Rice has long been the staple diet of over half the world’s population and there are over 100 varieties. It was thought that rice was native to either China or India, dating back to 2800 BC. However, recently rice grains discovered at an archaeological site in northern Thailand have been dated at 3500 BC.

Rice varieties are categorized as long, medium or short grain. The latter two are plump, starchy and absorbent. Long-grain rice such as Jasmine and Basmati, is thinner, dainty and pointed. 

Short grain rice includes Arborio, its chalky texture being especially suited to risottos and other Mediterranean dishes. It can absorb large amounts of liquid while remaining firm. Sushi rice is also a short grain rice but is high in pectin that enables the grains to stick together.

Medium grain rice such as Calrose is the favourite for puddings although it is also suitable for paella and risotto.

Organic Jasmine rice crumbs are a fabulous new find I’m delighted with. Goodbye baked breadcrumbs. From now on I’m using these gluten-free crisp and nutty rice crumbs for coating schnitzels, chicken, croquettes and fish.
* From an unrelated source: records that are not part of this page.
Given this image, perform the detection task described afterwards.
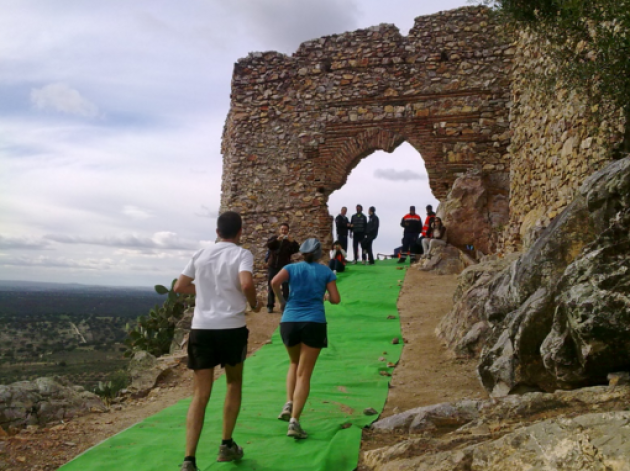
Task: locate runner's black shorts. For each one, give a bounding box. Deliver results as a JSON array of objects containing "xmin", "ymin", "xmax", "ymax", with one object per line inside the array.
[
  {"xmin": 188, "ymin": 327, "xmax": 249, "ymax": 370},
  {"xmin": 280, "ymin": 322, "xmax": 328, "ymax": 348}
]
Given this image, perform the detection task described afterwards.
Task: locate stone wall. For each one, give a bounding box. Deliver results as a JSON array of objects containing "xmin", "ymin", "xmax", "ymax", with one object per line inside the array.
[
  {"xmin": 221, "ymin": 7, "xmax": 514, "ymax": 290},
  {"xmin": 505, "ymin": 32, "xmax": 625, "ymax": 252}
]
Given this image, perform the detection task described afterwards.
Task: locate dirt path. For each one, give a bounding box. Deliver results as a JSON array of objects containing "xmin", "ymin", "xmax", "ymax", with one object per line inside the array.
[
  {"xmin": 0, "ymin": 269, "xmax": 486, "ymax": 471},
  {"xmin": 359, "ymin": 269, "xmax": 488, "ymax": 460}
]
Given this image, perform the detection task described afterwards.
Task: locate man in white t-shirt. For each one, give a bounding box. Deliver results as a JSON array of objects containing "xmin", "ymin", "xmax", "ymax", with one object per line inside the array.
[{"xmin": 175, "ymin": 211, "xmax": 260, "ymax": 471}]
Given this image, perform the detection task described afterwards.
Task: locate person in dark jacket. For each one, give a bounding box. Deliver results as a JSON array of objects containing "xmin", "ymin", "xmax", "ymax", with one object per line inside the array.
[
  {"xmin": 412, "ymin": 204, "xmax": 435, "ymax": 255},
  {"xmin": 267, "ymin": 222, "xmax": 300, "ymax": 312},
  {"xmin": 349, "ymin": 204, "xmax": 367, "ymax": 265},
  {"xmin": 335, "ymin": 206, "xmax": 349, "ymax": 252},
  {"xmin": 363, "ymin": 206, "xmax": 379, "ymax": 265},
  {"xmin": 398, "ymin": 206, "xmax": 422, "ymax": 263}
]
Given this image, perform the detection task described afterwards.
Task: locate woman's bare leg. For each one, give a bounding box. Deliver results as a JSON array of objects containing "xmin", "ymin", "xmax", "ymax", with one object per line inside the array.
[
  {"xmin": 287, "ymin": 343, "xmax": 302, "ymax": 402},
  {"xmin": 287, "ymin": 343, "xmax": 322, "ymax": 420}
]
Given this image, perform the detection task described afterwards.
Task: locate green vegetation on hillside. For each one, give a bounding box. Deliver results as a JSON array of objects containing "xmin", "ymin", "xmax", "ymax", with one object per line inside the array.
[{"xmin": 482, "ymin": 0, "xmax": 630, "ymax": 151}]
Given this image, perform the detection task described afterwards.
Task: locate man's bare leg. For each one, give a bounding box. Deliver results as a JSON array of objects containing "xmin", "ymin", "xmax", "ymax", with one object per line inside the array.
[
  {"xmin": 186, "ymin": 368, "xmax": 214, "ymax": 456},
  {"xmin": 223, "ymin": 363, "xmax": 244, "ymax": 440}
]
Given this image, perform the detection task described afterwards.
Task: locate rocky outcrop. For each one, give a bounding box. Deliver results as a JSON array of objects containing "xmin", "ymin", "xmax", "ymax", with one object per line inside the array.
[
  {"xmin": 436, "ymin": 254, "xmax": 519, "ymax": 358},
  {"xmin": 440, "ymin": 158, "xmax": 630, "ymax": 396},
  {"xmin": 126, "ymin": 351, "xmax": 188, "ymax": 397},
  {"xmin": 505, "ymin": 31, "xmax": 625, "ymax": 252},
  {"xmin": 438, "ymin": 168, "xmax": 509, "ymax": 257},
  {"xmin": 362, "ymin": 386, "xmax": 630, "ymax": 471},
  {"xmin": 0, "ymin": 377, "xmax": 107, "ymax": 430}
]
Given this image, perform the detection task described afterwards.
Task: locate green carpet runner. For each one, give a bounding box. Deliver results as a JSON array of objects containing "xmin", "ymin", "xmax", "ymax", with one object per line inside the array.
[{"xmin": 60, "ymin": 260, "xmax": 405, "ymax": 471}]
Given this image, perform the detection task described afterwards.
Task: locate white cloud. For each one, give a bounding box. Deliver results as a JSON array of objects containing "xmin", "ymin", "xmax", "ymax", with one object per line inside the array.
[
  {"xmin": 31, "ymin": 83, "xmax": 99, "ymax": 118},
  {"xmin": 0, "ymin": 234, "xmax": 50, "ymax": 250},
  {"xmin": 195, "ymin": 205, "xmax": 219, "ymax": 219},
  {"xmin": 374, "ymin": 168, "xmax": 427, "ymax": 182},
  {"xmin": 224, "ymin": 0, "xmax": 360, "ymax": 53},
  {"xmin": 0, "ymin": 0, "xmax": 466, "ymax": 285},
  {"xmin": 122, "ymin": 205, "xmax": 154, "ymax": 219},
  {"xmin": 45, "ymin": 232, "xmax": 199, "ymax": 250}
]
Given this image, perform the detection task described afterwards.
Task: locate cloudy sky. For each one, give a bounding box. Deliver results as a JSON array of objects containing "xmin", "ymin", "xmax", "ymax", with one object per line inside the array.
[{"xmin": 0, "ymin": 0, "xmax": 467, "ymax": 286}]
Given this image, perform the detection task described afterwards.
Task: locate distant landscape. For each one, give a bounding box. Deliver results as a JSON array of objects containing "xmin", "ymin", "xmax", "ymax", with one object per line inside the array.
[{"xmin": 0, "ymin": 280, "xmax": 165, "ymax": 390}]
They can also be used in stuffings. 

If you can’t find these crumbs, purchase crisp rice cakes and whizz them in the food processor.
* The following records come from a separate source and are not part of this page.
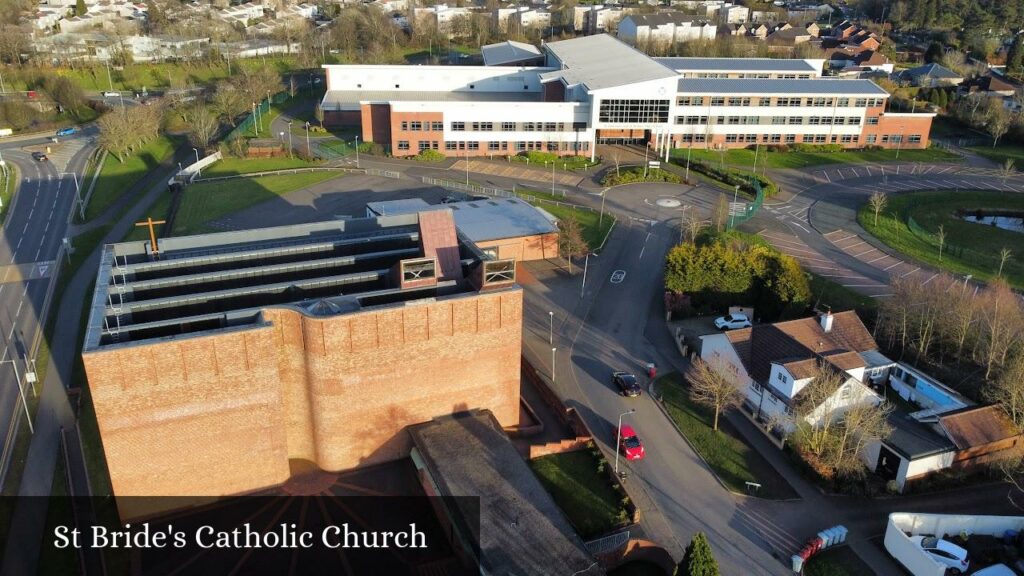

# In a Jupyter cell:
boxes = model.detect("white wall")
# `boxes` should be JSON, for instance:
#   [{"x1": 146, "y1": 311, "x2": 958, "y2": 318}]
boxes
[{"x1": 324, "y1": 65, "x2": 551, "y2": 92}]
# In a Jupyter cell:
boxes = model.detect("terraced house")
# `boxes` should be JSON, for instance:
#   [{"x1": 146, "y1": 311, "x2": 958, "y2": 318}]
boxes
[{"x1": 321, "y1": 35, "x2": 934, "y2": 157}]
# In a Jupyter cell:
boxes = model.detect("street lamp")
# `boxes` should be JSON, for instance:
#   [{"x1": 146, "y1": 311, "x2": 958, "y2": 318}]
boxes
[
  {"x1": 58, "y1": 172, "x2": 85, "y2": 220},
  {"x1": 551, "y1": 346, "x2": 558, "y2": 384},
  {"x1": 615, "y1": 408, "x2": 637, "y2": 478}
]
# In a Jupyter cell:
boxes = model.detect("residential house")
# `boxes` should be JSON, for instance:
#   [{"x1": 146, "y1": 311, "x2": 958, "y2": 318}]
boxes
[
  {"x1": 618, "y1": 12, "x2": 718, "y2": 45},
  {"x1": 700, "y1": 311, "x2": 893, "y2": 434},
  {"x1": 895, "y1": 63, "x2": 964, "y2": 88}
]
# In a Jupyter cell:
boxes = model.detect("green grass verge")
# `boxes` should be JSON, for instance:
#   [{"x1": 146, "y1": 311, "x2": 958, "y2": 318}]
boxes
[
  {"x1": 672, "y1": 147, "x2": 961, "y2": 170},
  {"x1": 656, "y1": 372, "x2": 797, "y2": 499},
  {"x1": 808, "y1": 273, "x2": 879, "y2": 325},
  {"x1": 172, "y1": 171, "x2": 340, "y2": 236},
  {"x1": 857, "y1": 191, "x2": 1024, "y2": 288},
  {"x1": 529, "y1": 449, "x2": 628, "y2": 539},
  {"x1": 803, "y1": 546, "x2": 874, "y2": 576},
  {"x1": 82, "y1": 135, "x2": 176, "y2": 221},
  {"x1": 201, "y1": 157, "x2": 319, "y2": 178},
  {"x1": 968, "y1": 146, "x2": 1024, "y2": 170},
  {"x1": 530, "y1": 201, "x2": 615, "y2": 250}
]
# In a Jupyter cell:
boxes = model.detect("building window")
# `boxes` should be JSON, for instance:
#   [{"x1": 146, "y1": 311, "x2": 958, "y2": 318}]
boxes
[{"x1": 598, "y1": 99, "x2": 671, "y2": 123}]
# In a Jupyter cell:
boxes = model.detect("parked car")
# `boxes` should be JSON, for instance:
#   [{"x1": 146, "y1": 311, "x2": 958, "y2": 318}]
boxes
[
  {"x1": 611, "y1": 371, "x2": 640, "y2": 398},
  {"x1": 910, "y1": 536, "x2": 971, "y2": 575},
  {"x1": 715, "y1": 314, "x2": 751, "y2": 330},
  {"x1": 618, "y1": 424, "x2": 647, "y2": 460}
]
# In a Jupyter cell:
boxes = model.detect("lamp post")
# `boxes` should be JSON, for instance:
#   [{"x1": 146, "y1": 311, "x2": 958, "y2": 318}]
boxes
[
  {"x1": 615, "y1": 408, "x2": 637, "y2": 476},
  {"x1": 551, "y1": 346, "x2": 558, "y2": 384},
  {"x1": 58, "y1": 172, "x2": 85, "y2": 220}
]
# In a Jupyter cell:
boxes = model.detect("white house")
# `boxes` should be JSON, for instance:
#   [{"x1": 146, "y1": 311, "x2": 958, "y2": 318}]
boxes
[
  {"x1": 700, "y1": 312, "x2": 892, "y2": 431},
  {"x1": 618, "y1": 12, "x2": 718, "y2": 45}
]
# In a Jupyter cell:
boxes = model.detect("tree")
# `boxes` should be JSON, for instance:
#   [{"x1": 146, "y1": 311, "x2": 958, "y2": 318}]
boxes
[
  {"x1": 984, "y1": 351, "x2": 1024, "y2": 430},
  {"x1": 1007, "y1": 35, "x2": 1024, "y2": 76},
  {"x1": 867, "y1": 192, "x2": 889, "y2": 225},
  {"x1": 558, "y1": 216, "x2": 590, "y2": 274},
  {"x1": 985, "y1": 103, "x2": 1013, "y2": 148},
  {"x1": 686, "y1": 358, "x2": 743, "y2": 431},
  {"x1": 676, "y1": 532, "x2": 720, "y2": 576}
]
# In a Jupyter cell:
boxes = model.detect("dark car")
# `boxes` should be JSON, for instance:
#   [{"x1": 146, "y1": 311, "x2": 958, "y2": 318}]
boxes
[{"x1": 611, "y1": 372, "x2": 640, "y2": 398}]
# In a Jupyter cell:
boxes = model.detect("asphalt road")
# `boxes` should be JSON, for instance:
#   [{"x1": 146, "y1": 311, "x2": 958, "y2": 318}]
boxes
[{"x1": 0, "y1": 127, "x2": 92, "y2": 481}]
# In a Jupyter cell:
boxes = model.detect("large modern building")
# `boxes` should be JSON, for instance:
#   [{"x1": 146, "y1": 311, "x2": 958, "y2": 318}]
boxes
[
  {"x1": 82, "y1": 210, "x2": 522, "y2": 496},
  {"x1": 322, "y1": 35, "x2": 934, "y2": 157}
]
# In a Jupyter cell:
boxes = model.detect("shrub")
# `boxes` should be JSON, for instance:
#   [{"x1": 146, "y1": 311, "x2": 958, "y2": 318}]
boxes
[
  {"x1": 413, "y1": 150, "x2": 444, "y2": 162},
  {"x1": 601, "y1": 168, "x2": 683, "y2": 186}
]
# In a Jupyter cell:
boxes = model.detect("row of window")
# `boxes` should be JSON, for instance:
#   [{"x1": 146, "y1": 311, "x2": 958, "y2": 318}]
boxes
[
  {"x1": 676, "y1": 116, "x2": 879, "y2": 126},
  {"x1": 679, "y1": 134, "x2": 921, "y2": 145},
  {"x1": 676, "y1": 96, "x2": 885, "y2": 108},
  {"x1": 396, "y1": 140, "x2": 590, "y2": 152}
]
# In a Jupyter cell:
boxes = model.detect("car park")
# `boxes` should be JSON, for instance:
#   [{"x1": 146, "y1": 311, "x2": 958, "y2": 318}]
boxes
[
  {"x1": 910, "y1": 536, "x2": 971, "y2": 576},
  {"x1": 618, "y1": 424, "x2": 647, "y2": 460},
  {"x1": 611, "y1": 371, "x2": 641, "y2": 398},
  {"x1": 715, "y1": 314, "x2": 751, "y2": 330}
]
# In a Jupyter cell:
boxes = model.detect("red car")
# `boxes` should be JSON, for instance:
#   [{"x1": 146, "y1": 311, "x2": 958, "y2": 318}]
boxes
[{"x1": 618, "y1": 424, "x2": 646, "y2": 460}]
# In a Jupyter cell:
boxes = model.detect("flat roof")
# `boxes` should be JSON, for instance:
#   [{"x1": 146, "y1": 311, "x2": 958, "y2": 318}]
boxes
[
  {"x1": 541, "y1": 34, "x2": 678, "y2": 90},
  {"x1": 653, "y1": 57, "x2": 818, "y2": 73},
  {"x1": 408, "y1": 410, "x2": 604, "y2": 576},
  {"x1": 84, "y1": 213, "x2": 495, "y2": 351},
  {"x1": 480, "y1": 40, "x2": 544, "y2": 66},
  {"x1": 679, "y1": 78, "x2": 889, "y2": 96},
  {"x1": 367, "y1": 198, "x2": 558, "y2": 243},
  {"x1": 323, "y1": 90, "x2": 543, "y2": 110}
]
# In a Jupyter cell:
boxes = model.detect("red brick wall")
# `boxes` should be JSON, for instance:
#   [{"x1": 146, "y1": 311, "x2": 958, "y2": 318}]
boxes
[{"x1": 83, "y1": 289, "x2": 522, "y2": 496}]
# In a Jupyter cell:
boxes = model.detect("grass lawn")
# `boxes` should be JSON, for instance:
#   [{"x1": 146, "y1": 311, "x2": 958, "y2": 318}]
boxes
[
  {"x1": 968, "y1": 146, "x2": 1024, "y2": 170},
  {"x1": 803, "y1": 546, "x2": 874, "y2": 576},
  {"x1": 810, "y1": 274, "x2": 879, "y2": 324},
  {"x1": 82, "y1": 135, "x2": 177, "y2": 221},
  {"x1": 656, "y1": 372, "x2": 798, "y2": 499},
  {"x1": 200, "y1": 157, "x2": 319, "y2": 178},
  {"x1": 857, "y1": 191, "x2": 1024, "y2": 288},
  {"x1": 529, "y1": 449, "x2": 628, "y2": 540},
  {"x1": 530, "y1": 201, "x2": 615, "y2": 250},
  {"x1": 672, "y1": 147, "x2": 961, "y2": 169},
  {"x1": 173, "y1": 171, "x2": 341, "y2": 236}
]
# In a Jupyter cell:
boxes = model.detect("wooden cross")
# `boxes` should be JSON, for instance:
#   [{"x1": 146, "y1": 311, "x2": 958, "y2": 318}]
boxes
[{"x1": 135, "y1": 216, "x2": 167, "y2": 257}]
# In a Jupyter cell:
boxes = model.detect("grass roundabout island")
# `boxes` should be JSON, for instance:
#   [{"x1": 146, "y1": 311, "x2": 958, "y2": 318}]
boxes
[{"x1": 857, "y1": 190, "x2": 1024, "y2": 289}]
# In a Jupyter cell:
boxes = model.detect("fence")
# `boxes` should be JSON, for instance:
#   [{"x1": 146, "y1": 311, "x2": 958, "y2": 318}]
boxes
[
  {"x1": 421, "y1": 176, "x2": 597, "y2": 212},
  {"x1": 728, "y1": 176, "x2": 765, "y2": 230},
  {"x1": 224, "y1": 91, "x2": 291, "y2": 140}
]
This sushi recipe uses half sheets of nori so the rolls are half the size of normal sushi — much easier to nibble with drinks.

1/2 cup short-grained rice
1 cup water
1 teaspoon sugar
2 tablespoons sushi vinegar, warmed 
2 sheets black nori
Filling: 8 thin slices red capsicum
8 thin slices blanched asparagus or raw cucumber
4 tablespoons mayonnaise
1-2 teaspoons wasabi paste 
Wash the rice well in a sieve. Place in a saucepan, add the water and bring to the boil.Cover, reduce the heat and simmer gently for 10 minutes. Remove from the heat and stand for 10 minutes, until the water is absorbed by the rice. Dissolve the sugar in the warm vinegar. Fork it through the rice. Cool.
Cut each sheet of nori in half. Spread about 2 tablespoons of rice over one half sheet leaving about 5mm at each edge. Place a line of red capsicum and asparagus across the rice. Dot with a little of the combined mayo and wasabi. Roll up and seal firmly. Cut into 2cm rounds. Makes about 20.


500g pumpkin, peeled and seeded
1 small egg, beaten
2 tablespoons each: cornflour, rice crumbs
1 teaspoon each: grated root ginger, ground cumin, diced chilli
salt and pepper to taste
3/4 cup rice crumbs
spray oil for baking

Steam or microwave the pumpkin until tender. Drain well. The pumpkin should be very dry.

Mash well then add the egg, cornflour and rice crumbs and seasonings. Roll into walnut-sized balls and coat with the rice crumbs. Chill for 30 minutes.

Preheat the oven to 200°C. Spray a roasting pan with oil. Add the pumpkin balls. Spray with oil. Bake for 20-25 minutes until golden and firm. 

Excellent served with a fruit sauce such as plum. Makes about 12. 


A great recipe for using leftover cooked rice.

1 1/2 cups cooked long or short grain rice at room temperature
1 tablespoon coconut oil
pinch of salt

Place all the ingredients in a food processor and pulse until a dough is formed.

Preheat the oven to 180°C. Line a baking tray with baking paper.

Roll tablespoons of the mixture into balls and place on the baking paper-lined tray. Place another sheet of baking paper over the top and flatten each ball with your fingers or rolling pin. The crackers should be very thin.

Remove the top layer of baking paper. Bake the crackers for 15 minutes then flip over and bake for a further 10 minutes or until crisp.

Cool on the tray. Store in an airtight container in a cool place. Best eaten within 2 days. 

Great topped with cheese and chutney or savoury spreads. Makes about 20.